Polyvore is spying on you... b/c you're cool

And because you're the virtual Anna Wintours and way ahead of the fashion curve, Polyvore, the virtual styling tool, is going to sell all of your good ideas (boiled down into trends... such as you hate chokers, but love long beaded necklaces) to companies (buyers, trend forecasters) for money. That's not necessarily a bad thing... assuming "they" listen to what your "buying" i.e. taking the time to put into your sets.
The New Yorker, in their April magazine, reported about Polyvore in an article by Alexandra Jacobs entitled, "Fashion Democracy: the world of virtual Anna Wintours."
Polyvore is actually a rather brilliant way to engage and track a very covetable consumer. Youth & early adopters, regardless of age, are hard to pin down and even harder to build allegiance and regular communication. 6.6 million fashion forward ladies do this every month on Polyvore. 1.4 million are registered users and 200,000 are creators using the sites daily.
Because users - dubbed stylists - clip and paste anything on the web to complete their sets, a careful onlooker could deduce important shopping and taste trends far earlier in the market process. Thus sidelining already passe must-haves before valuable time and money is spent putting out merchandise that no longer connects with consumers.
From my days as a social media manager and internet dork, Polyvore is an internet platform that is an ideal way for a creative company to provide a service AND to keep tabs on what the cool kids are doing. You see everything they like in real time as styled/merchandised by them - music, art, fashion, celebrities, cosmetics, and images. It's kinda nuts and a little tiny gold mind sitting under their noses. I bet Jenna Lyons at J. Crew is all over it.
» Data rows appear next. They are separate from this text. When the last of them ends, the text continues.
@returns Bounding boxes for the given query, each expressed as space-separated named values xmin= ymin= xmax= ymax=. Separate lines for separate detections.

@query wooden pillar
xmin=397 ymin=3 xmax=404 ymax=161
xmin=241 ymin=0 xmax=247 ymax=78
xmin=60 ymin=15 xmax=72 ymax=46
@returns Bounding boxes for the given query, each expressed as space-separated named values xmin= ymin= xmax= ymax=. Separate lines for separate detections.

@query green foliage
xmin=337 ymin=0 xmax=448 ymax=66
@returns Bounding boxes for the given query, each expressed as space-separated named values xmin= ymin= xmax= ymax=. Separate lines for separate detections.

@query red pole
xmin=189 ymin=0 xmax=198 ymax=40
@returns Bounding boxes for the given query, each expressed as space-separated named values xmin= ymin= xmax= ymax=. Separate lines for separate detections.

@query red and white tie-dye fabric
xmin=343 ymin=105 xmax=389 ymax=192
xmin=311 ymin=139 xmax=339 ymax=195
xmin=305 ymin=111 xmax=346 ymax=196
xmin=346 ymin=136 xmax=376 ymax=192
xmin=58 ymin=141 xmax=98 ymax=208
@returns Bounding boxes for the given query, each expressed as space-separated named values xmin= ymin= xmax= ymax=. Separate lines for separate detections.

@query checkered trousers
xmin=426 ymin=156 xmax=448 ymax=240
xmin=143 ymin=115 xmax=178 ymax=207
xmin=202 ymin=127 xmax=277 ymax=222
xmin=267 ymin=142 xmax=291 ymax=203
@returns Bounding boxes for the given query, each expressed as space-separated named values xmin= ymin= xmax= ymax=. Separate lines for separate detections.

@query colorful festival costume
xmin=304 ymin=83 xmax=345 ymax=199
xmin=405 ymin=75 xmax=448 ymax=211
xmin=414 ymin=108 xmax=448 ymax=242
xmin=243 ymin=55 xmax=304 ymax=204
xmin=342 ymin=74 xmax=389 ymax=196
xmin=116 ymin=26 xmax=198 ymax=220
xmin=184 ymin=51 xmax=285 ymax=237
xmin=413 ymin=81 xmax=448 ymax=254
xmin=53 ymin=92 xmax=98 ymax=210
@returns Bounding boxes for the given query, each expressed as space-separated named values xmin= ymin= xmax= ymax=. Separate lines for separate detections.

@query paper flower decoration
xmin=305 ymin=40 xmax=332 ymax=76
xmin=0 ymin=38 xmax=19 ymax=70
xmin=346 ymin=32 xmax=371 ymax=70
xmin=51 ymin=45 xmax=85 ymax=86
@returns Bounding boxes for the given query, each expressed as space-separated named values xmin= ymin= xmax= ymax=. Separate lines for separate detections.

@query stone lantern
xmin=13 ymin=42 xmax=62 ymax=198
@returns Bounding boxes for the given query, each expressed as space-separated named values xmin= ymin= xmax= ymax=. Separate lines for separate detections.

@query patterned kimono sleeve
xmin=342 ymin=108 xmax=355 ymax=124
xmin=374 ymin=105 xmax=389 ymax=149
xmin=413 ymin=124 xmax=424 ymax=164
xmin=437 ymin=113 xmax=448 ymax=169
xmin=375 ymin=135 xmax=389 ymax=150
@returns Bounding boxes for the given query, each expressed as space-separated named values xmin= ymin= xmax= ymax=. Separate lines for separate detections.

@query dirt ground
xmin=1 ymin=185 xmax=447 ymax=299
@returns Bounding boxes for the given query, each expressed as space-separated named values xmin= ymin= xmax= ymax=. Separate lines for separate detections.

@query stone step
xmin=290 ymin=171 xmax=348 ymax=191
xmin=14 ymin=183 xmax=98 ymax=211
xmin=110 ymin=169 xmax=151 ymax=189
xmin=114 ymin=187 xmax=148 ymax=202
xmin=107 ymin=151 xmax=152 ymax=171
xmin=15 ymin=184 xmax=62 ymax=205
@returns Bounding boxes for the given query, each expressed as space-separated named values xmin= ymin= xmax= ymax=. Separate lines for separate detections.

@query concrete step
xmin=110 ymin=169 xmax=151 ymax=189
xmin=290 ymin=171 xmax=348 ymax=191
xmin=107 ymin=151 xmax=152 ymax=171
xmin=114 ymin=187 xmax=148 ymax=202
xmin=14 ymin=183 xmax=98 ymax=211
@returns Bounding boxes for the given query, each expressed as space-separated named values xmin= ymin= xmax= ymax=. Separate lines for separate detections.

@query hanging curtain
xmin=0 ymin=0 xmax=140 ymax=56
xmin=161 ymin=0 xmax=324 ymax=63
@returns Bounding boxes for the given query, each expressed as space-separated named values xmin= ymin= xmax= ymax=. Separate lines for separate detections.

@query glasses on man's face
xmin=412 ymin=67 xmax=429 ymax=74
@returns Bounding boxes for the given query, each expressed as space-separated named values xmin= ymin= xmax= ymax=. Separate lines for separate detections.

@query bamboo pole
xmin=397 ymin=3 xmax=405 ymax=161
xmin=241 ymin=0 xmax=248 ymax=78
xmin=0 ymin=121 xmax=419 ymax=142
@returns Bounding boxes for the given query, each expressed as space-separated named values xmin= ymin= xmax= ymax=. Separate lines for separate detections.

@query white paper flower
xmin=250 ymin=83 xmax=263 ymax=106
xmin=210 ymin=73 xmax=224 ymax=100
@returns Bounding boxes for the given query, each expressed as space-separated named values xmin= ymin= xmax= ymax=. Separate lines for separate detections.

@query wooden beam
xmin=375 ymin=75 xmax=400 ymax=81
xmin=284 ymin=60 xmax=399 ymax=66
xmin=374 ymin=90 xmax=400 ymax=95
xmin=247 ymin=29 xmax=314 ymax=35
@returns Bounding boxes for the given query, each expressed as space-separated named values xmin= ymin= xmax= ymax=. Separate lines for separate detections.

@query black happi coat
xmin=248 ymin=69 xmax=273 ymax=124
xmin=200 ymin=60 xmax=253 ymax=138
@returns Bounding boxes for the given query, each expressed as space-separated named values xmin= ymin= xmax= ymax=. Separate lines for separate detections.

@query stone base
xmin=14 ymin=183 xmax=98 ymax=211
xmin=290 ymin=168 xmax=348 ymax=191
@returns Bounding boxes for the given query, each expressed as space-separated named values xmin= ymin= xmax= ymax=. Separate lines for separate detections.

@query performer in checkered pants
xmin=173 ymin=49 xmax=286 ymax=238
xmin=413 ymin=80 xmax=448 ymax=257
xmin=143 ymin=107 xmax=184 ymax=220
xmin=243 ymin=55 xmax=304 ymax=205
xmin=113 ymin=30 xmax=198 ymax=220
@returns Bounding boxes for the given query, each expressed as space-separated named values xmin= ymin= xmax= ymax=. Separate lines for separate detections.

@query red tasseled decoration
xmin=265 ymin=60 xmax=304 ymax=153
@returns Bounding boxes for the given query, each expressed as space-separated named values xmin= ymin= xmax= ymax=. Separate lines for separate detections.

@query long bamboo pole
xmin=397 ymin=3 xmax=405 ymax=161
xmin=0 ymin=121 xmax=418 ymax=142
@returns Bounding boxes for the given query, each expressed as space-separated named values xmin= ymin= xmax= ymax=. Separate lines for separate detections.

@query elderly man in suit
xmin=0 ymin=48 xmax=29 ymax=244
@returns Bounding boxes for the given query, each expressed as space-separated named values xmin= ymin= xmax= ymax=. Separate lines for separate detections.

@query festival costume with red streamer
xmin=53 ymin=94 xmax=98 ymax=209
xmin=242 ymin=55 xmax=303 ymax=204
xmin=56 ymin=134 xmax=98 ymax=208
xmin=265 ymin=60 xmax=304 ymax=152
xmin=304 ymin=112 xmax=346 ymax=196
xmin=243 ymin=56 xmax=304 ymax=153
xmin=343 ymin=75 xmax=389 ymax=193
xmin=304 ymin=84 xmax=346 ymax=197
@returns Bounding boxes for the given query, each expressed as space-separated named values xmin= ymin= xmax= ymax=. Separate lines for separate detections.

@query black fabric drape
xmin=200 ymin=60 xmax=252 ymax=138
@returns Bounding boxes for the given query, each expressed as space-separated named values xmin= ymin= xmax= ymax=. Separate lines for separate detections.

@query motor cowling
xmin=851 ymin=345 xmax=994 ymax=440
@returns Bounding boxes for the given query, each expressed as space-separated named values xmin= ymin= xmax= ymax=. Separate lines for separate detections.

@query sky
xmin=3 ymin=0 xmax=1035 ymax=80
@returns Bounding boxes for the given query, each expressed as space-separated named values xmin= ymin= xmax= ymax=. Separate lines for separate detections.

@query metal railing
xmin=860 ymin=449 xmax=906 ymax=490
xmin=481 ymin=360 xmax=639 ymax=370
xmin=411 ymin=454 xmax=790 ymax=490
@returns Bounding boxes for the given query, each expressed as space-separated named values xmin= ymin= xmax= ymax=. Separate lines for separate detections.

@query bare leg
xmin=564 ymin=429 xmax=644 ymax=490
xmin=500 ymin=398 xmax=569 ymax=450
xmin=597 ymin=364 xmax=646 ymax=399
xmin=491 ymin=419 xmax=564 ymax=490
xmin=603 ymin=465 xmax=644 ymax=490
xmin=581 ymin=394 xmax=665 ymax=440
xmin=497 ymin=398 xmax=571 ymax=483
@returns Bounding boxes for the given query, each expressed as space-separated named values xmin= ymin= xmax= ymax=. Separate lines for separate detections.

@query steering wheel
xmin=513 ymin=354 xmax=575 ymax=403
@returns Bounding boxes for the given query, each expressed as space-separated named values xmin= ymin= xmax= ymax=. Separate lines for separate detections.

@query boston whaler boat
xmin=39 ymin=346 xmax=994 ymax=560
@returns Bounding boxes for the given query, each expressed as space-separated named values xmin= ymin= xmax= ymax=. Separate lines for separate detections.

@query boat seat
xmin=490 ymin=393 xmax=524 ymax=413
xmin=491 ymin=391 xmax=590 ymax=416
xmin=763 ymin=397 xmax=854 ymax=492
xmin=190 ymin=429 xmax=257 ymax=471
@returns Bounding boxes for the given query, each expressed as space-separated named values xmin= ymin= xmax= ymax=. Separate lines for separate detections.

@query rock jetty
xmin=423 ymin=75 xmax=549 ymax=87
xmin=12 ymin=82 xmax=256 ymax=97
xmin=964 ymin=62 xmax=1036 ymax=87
I would be...
From the article:

Polyvore’s most valuable asset is the intelligence that it gathers about its users’ preferences. Every day, in a section called Zeitgeist, the site presents top-twenty lists of users’ favorite brands, trends, and celebrities. Sometimes these rankings are easily explicable—after the February 11th suicide of Alexander McQueen, his brand hovered around No. 1 for weeks, as distraught creators rushed to make tribute sets—but they are sometimes just a reflection of fashion’s eternal riddle: Why boyfriend shorts? Why now? Part of the company’s business plan involves selling the statistics it’s tabulating (which Lee called “a gold mine of analytics”), to designers and to store buyers, in order to manage inventory more effectively.

“We have so much data about what is being matched with what,” said Lee, a dedicated setmaker who, like other regulars, calls herself a Polywhore. “If I click on Calvin Klein, do I also click on Helmut Lang? Are gladiator sandals going in or out? Are skinny jeans about to die?”

The company is not yet profitable, but I imagine soon they will. One other mantra that stuck with me that Polyvore keeps close is ... "Do what the user loves and the money will follow." That, of course, was what Jess Lee, 27 and VP of product management, learned from her time at Google under Marissa Meyer. I would say she is on right track.